David C's comments reminds me of my early 80s bike ride from Seattle to San Francisco since I passed through Brookings. It was very pleasant there, but horrible when the bike trail went more than 5 miles inland since Portland hit a record high of 107F when I crossed the Columbia. I'm therefore wondering if forest fires will never make it to the coast due to their moderate temps and higher humidity. I don't remember of any of this summer's forest fires getting close. If they can't, it will pretty much finalize my relocation destination to the northwest coast.
I drove through southern Oregon last August and man was it ever dry, and smoky. I guess that's just summer there. Beautiful area. I personally love coastal northern California and the redwoods.
Being in Canada I have a bit of an advantage because there is a lot of space up north to retreat to if need be. We have a nice 2 acres on Vancouver Island on a salmon bearing river, in a small community. I think that will be as safe as anywhere, except maybe some land-locked communities up the Inside Passage. Inside Passage Alaska doesn't get too cold, maybe consider Juneau.

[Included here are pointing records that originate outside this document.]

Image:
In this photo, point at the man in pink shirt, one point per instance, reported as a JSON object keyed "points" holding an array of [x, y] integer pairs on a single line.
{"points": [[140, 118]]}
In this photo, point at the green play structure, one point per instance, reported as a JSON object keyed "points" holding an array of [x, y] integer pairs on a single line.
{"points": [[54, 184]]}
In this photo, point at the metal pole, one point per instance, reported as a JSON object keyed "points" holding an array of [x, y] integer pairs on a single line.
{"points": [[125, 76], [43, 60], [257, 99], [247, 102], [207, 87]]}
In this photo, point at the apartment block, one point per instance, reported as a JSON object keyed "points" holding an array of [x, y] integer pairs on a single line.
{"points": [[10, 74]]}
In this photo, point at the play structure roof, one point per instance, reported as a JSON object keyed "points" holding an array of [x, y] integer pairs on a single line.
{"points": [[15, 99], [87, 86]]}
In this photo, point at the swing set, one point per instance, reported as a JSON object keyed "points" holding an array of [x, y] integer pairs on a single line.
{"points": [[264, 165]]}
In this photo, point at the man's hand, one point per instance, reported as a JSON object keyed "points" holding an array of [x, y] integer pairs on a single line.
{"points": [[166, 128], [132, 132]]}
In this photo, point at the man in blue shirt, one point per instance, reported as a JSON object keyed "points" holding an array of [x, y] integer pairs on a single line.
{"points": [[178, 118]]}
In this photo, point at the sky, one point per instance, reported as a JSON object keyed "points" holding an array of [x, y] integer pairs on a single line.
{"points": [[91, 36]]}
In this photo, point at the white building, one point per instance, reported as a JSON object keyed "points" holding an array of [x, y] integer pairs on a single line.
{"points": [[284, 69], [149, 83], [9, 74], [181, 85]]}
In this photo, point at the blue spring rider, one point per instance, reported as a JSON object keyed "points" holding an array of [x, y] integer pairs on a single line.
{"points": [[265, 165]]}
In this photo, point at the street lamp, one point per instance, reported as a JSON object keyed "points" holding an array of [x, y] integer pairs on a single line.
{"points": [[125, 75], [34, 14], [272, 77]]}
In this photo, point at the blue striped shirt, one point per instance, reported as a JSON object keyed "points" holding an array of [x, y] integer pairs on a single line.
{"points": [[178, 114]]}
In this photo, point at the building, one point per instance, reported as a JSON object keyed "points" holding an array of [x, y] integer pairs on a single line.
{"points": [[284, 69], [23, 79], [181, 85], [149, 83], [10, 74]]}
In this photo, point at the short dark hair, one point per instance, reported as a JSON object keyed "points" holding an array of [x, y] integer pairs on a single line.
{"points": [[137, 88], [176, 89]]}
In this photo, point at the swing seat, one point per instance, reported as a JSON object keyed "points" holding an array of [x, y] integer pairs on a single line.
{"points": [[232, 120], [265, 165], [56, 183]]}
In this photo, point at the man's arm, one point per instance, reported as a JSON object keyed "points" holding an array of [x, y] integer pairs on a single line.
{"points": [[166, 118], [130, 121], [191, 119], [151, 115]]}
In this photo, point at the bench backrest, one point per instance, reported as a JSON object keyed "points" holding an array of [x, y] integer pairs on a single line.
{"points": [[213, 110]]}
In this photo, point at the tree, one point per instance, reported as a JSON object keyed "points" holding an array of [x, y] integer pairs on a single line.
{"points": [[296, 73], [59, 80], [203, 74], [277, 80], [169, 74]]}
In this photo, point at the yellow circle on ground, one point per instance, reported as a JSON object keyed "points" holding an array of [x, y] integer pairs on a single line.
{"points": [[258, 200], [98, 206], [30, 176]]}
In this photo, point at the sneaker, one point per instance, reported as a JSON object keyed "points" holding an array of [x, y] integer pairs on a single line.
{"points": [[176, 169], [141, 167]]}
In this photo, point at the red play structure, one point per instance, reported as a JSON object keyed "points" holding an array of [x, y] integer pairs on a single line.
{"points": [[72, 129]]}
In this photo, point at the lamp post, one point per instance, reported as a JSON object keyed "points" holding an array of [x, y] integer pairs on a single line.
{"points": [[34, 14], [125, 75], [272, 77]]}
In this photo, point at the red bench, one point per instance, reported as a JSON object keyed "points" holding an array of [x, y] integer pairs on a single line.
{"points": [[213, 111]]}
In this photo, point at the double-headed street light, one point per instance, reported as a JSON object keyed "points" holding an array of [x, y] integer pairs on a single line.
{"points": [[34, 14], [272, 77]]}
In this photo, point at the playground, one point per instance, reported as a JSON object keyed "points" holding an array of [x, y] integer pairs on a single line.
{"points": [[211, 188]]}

If I had my choice it would be Australia or New Zealand but there is too much here for me to move away from. The elites apparently are setting up in New Zealand, if that tells you anything. Australia may have some problems due to the gutting of their economy over the last few decades and reliance on the same bubbles that we have over here, but with much less population pressures. I work for an Australian company and could go over if really wanted to, but I can't leave my family here.
There were comments above about difficulties of homesteading when you are older. I have plenty of skills/knowledge but am 60 and no longer have the strength of a 20 year old. Anyone have ideas of how to leverage the knowledge and still be able to live outside of town with a bit of acreage but not be dependent on fossil fuels? So far, all I could come up with was either just build greenhouses and produce in those, or put up another small living quarters on the property and hire a young worker or two who get the free rent as part of their pay. Any other ideas out there?
Great timing, considering a move myself. Social capital is definitely becoming a major priority when making this decision. would be nice to stay in California but the costs are getting out of hand(have been). One thing I am keeping my eye on is the water from air technology. If you can provide your own water cheaper, less desirable property will provide resilience.
You will find that fires can occur WHEREVER there is fuel. Proximity to water, wind direction, timing and luck. I've been "burned out" of two vacations two years in a row. The Glacier fires that closed the Highway to the Sun, and then the coastal fires near Medocino(?). Finally, this summer, decided on Colorado Rockies, near Buena Vista, and guess what? Last hour and a half of the flight into Denver we were breathing in the smoky haze from around 11k on down and couldn't see the mountains from Denver's downtown. Passed a fire on the way up.
Just no way to know.
This summer's Chetco Bar fire which grew to over 190,000 acres caused evacuations in Brookings, OR, one of the Oregon coastal towns. Travel on Highway 101 was significantly impacted. I think anywhere a town is on the edge of a forest, there is increased risk of fire.